Pour de tels pontifes littéraires, Charles d’Orléans qui disait simplement les choses, dans une langue sans prétention ; qui n’avait essayé aucune des soixante manières de torturer un rondeau, et qui n’avait pas eu l’humilité de demander la permission de parler français en s’excusant humblement de son maternel et rural langage, Charles d’Orléans était un profane.

Il était un poëte amateur, un poëte d’album, pour me servir de cette désignation moderne. C’est là le mot, et c’est là l’explication du mystère de sa position. Ce jugement fut accepté, imposé à ceux deses parents qui occupèrent le trône et tenu pour bon par Louis XII comme par François Ier.

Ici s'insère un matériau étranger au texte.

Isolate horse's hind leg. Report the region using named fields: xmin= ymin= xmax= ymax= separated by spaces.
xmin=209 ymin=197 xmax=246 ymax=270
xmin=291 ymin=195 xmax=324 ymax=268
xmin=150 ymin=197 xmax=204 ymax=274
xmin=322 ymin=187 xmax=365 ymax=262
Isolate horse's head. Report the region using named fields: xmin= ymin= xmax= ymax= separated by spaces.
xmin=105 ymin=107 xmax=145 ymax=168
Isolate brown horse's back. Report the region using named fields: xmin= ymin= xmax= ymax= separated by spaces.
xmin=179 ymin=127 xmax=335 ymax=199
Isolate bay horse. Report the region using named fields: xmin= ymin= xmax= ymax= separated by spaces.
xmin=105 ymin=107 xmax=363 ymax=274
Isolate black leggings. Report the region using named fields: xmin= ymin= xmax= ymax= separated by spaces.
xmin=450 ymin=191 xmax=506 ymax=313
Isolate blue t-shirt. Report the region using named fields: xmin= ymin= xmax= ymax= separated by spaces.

Il fut donc dédaigné parce qu’en un temps où l’école était toute-puissante, il ne fut pas poëte de l’école du xve siècle, mais un poëte français, un poëte humain. Par contre, c’est pour cela que la postérité l’a réhabilité.

Je me suis parfois demandé si le trouble apporté dans les habitudes littéraires par les premiers efforts de l’imprimerie ne fut pas pour quelque chose dans l’obscurité de notre poète. J’ai supposé que Charles et ses copistes avaient été portés à rester dans les vieilles traditions du Moyen Âge qui renfermaient les œuvres importantes, les œuvres des princes dans les manuscrits, dans les parchemins bien écrits et bien ornés. Peut-être les préjugés du temps forçaient-ils le duc de sang royal à considérer la publicité de ses œuvres comme indigne de lui, et les œuvres imprimées comme choses de commerce banal et de marchandise bourgeoise. Il n’y a là qu’une hypothèse, que je livre à la discussion. J’ajouterai que Louis XII et François Ier ont dû être tentés de voir dans ces poésies des impressions toutes personnelles, tout intimes, toutes de famille, et qu’il ne convenait pas de confier au public.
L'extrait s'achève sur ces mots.